Você sofre com cólicas intensas ou dores pélvicas? Descubra como identificar a endometriose e a adenomiose, doenças que afetam milhares de mulheres e podem impactar a fertilidade.
Muitas mulheres convivem diariamente com dores abdominais severas durante o ciclo menstrual, acreditando ser apenas uma "cólica normal". No entanto, esses sintomas podem esconder condições sérias como a endometriose e a adenomiose. No quadro Saúde em Foco, o médico clínico geral Dr. Adriano Frias esclareceu as principais dúvidas sobre essas patologias, suas causas e como tratá-las.
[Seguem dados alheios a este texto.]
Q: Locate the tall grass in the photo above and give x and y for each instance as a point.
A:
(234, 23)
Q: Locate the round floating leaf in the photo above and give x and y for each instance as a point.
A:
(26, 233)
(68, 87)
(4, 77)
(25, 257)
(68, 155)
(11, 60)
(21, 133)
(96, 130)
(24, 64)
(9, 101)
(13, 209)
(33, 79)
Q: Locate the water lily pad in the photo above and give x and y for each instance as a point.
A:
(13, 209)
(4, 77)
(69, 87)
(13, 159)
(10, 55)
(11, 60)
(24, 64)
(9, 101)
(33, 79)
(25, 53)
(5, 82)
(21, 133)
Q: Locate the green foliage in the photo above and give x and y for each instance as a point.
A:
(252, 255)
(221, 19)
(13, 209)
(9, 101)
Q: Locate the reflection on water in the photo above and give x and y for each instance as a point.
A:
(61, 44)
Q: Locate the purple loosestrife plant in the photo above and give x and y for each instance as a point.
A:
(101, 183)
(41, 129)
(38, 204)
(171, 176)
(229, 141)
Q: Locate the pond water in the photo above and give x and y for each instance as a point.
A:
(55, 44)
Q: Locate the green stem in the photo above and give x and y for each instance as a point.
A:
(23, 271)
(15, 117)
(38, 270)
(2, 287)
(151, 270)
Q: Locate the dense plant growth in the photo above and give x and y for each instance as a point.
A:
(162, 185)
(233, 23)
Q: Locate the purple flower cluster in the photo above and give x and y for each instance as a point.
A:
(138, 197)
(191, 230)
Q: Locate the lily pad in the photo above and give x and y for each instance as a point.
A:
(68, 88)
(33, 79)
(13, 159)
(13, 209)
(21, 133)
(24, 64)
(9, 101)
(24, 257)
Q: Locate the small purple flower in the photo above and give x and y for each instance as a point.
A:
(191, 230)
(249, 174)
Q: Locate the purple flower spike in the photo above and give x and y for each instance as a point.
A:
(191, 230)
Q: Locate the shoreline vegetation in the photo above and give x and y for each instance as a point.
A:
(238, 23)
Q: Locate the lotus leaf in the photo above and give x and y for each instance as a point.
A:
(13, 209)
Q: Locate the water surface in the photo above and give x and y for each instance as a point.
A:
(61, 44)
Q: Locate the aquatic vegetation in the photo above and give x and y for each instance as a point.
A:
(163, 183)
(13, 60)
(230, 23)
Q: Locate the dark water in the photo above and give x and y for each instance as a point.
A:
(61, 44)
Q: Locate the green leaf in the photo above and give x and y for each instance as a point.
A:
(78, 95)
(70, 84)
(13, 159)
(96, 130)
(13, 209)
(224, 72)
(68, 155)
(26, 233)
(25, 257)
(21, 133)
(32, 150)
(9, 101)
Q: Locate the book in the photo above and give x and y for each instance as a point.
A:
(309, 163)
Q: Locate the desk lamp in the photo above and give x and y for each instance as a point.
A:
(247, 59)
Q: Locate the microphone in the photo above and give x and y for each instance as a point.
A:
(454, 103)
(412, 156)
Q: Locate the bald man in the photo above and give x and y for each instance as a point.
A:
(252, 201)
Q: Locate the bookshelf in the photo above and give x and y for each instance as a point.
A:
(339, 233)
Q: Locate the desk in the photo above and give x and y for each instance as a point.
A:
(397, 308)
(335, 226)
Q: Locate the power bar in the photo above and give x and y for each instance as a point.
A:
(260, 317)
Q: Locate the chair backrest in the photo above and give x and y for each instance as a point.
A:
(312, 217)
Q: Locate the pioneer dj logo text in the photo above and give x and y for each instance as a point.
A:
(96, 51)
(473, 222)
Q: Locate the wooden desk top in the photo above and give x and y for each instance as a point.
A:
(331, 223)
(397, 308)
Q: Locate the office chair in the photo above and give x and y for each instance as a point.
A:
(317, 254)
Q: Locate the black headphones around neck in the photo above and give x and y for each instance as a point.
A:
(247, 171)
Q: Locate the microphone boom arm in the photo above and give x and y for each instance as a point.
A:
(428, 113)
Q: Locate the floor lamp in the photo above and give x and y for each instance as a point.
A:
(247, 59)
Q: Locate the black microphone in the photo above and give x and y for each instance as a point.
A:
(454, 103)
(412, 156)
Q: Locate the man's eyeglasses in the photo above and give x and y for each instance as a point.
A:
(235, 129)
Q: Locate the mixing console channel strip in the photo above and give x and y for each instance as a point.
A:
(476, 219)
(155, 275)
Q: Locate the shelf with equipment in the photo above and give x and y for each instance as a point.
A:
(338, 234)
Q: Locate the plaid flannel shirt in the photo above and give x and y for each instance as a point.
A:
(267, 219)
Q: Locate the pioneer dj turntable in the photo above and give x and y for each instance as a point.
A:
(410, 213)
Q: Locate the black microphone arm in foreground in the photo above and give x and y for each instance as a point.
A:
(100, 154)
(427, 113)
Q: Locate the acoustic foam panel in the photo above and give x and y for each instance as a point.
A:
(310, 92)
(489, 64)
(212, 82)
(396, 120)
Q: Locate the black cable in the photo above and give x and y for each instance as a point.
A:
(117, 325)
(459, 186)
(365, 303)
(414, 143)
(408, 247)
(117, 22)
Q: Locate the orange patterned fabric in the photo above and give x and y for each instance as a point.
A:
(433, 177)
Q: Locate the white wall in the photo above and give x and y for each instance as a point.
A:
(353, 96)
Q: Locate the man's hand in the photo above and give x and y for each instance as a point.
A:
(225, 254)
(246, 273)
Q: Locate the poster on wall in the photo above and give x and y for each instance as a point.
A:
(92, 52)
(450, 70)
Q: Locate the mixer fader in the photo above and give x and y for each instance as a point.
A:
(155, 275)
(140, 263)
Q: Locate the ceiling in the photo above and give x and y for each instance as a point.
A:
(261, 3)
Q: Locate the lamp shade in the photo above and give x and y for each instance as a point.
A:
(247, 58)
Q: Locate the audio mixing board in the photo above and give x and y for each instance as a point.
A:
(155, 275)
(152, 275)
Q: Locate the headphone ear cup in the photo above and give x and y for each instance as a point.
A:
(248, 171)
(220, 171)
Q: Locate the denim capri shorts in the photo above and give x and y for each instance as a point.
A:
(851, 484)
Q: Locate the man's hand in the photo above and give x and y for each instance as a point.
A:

O que é Endometriose e Adenomiose?
Para entender essas doenças, é preciso conhecer a anatomia
do útero, composto por três camadas: o paramétrio (externa), o miométrio
(muscular) e o endométrio (interna). O endométrio é o tecido que descama e gera
a menstruação quando não há gravidez.
Endometriose: Ocorre quando o tecido endometrial cresce fora
do útero, podendo atingir ovários, tubas uterinas, intestinos e, em casos
raros, até áreas como o nariz ou o canal lacrimal.
Adenomiose: É quando esse mesmo tecido cresce dentro da
camada muscular do próprio útero (o miométrio).
Ambas podem ocorrer simultaneamente, causando inflamação e
desconforto extremo.
Sintomas Comuns: Fique Atenta aos Sinais
Os sintomas dessas doenças são variados e, muitas vezes,
debilitantes. O Dr. Adriano destaca os principais sinais de alerta:
Dismenorreia: Cólicas menstruais muito intensas.
Edema Pélvico: Inchaço e sensibilidade na região do "pé
da barriga".
Dispareunia: Dor persistente durante a relação sexual.
Alterações Menstruais: Aumento do fluxo ou duração
prolongada do período.
Infertilidade: A endometriose pode obstruir as tubas
uterinas, dificultando a gestação.
Em casos atípicos de endometriose extrauterina, a mulher
pode até apresentar sangramentos pelo nariz ou lágrimas de sangue durante o
período menstrual, pois esses tecidos externos também respondem aos estímulos
hormonais.
Qual é o Tratamento?
Existem duas abordagens principais, dependendo da gravidade
e do desejo da paciente de engravidar:
Tratamento Clínico: Uso de anti-inflamatórios, analgésicos
e, principalmente, contraceptivos hormonais. O objetivo é interromper a
menstruação para que o tecido atípico atrofie e os sintomas desapareçam.
Tratamento Cirúrgico: Pode envolver a cauterização dos focos
de endometriose ou, em casos terminais e graves onde o útero está muito
comprometido, a histerectomia (retirada do útero).
Faixa Etária e Menopausa
Os sintomas costumam surgir após a primeira menstruação
(menarca), sendo mais frequentes entre os 20 e 30 anos.
A boa notícia é que, ao atingir o climatério (período que precede a menopausa),
a redução hormonal faz com que os sintomas diminuam drasticamente ou
desapareçam por completo.
Dica de Saúde: Se você sente dores que impedem suas atividades diárias, procure um especialista. O diagnóstico precoce é fundamental para garantir qualidade de vida e preservar a fertilidade.